The Ministry has a zero tolerance policy on SEAH. This means that the Ministry does not accept any form of sexual exploitation, abuse and harassment from its employees or partners, nor tolerate ignoring, covering up or mishandling cases by anyone receiving funding from the Ministry or acting on its behalf. Zero tolerance is not the same as zero incidents. Other key principles that the Ministry adheres to include a victim/survivor-centered approach and the recognition of power imbalances.
Preventing SEAH is everyone's responsibility. Risks related to sexual abuse and violence and sexual harassment are recognised in the overall framework and operating model for risk management for preventive actions, monitoring and reporting, among others, in accordance with the Norm for Misuse of Funds (Norm 5/2023, VN/8285/2023). Any allegation of SEAH must be notified immediately to the Ministry for Foreign Affairs of Finland through the website for reporting suspicions of misuse of development cooperation funds(Link to another website.). All notifications received will be handled confidentially.

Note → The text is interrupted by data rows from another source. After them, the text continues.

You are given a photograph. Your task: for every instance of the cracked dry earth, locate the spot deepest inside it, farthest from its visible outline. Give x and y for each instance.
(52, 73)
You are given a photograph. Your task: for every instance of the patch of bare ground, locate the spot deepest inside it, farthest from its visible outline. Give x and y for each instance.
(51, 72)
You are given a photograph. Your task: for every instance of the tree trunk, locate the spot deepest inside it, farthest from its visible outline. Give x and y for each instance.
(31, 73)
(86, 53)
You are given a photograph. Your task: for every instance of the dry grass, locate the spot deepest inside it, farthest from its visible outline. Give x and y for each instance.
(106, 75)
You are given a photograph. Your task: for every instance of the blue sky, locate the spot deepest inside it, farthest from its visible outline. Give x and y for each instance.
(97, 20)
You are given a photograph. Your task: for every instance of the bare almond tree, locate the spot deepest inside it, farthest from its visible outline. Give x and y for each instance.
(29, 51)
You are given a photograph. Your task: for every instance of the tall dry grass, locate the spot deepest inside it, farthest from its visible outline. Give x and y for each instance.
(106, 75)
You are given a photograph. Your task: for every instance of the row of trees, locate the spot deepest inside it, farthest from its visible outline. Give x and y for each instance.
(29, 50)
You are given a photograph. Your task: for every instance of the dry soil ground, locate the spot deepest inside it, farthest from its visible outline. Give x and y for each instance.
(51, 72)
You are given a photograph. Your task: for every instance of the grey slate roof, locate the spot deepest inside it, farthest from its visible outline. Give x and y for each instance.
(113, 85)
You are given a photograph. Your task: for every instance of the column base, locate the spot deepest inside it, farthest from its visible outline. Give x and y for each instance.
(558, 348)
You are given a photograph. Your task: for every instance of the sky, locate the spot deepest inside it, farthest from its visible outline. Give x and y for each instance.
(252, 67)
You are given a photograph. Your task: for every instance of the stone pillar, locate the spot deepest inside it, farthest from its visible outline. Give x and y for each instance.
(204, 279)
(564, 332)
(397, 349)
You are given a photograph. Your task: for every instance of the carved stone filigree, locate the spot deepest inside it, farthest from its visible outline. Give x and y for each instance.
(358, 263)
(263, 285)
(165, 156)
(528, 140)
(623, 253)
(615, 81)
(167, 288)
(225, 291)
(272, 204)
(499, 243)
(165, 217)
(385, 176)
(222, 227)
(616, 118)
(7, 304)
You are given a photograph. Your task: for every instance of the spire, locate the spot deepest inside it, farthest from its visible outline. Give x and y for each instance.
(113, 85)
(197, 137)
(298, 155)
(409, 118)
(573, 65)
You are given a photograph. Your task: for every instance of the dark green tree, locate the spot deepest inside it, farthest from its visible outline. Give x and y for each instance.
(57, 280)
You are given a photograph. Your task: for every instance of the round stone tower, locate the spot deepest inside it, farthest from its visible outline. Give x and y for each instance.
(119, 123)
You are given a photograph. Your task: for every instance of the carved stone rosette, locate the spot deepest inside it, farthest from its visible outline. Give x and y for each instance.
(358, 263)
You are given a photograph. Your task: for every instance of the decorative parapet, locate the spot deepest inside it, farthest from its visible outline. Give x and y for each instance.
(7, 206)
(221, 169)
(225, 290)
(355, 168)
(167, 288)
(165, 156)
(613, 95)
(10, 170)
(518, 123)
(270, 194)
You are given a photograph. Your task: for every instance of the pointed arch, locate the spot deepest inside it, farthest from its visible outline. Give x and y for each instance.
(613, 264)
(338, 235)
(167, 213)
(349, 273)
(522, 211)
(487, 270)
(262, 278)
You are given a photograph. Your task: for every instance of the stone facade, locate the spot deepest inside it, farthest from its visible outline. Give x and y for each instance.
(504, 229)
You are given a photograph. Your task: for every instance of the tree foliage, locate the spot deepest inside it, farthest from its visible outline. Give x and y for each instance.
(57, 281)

A clause on the prevention of and response to SEAH is included in the Ministry’s financing agreements as well as in the discretionary government grants awarded by the Ministry and the conditions for their use. All relevant agreements and decisions must include provisions on the prevention of and response to SEAH and on the associated reporting requirements. Partners are expected to provide information on their actions to prevent and to respond to SEAH when applying for funding. This is considered a key criterion in assessing any funding application.
SEAH risks should be identified and assessed at the planning stage of any development cooperation or humanitarian intervention, including measures to prevent SEAH. Any significant residual SEAH risks should be highlighted and mitigation measures developed. The diversity of local contexts must be taken into account when developing solutions to prevent, respond to and eliminate SEAH in order to ensure their effectiveness while keeping in mind that SEAH is not acceptable in any form in any context.
The Ministry’s Guidance Note and Policy are based on the OECD’s Development Assistance Committee’s (DAC) Recommendation on Ending Sexual Exploitation, Abuse, and Harassment in Development Co-operation and Humanitarian Assistance.(Link to another website.) Monitoring of the implementation of the Recommendation is carried out through peer reviews of the DAC members.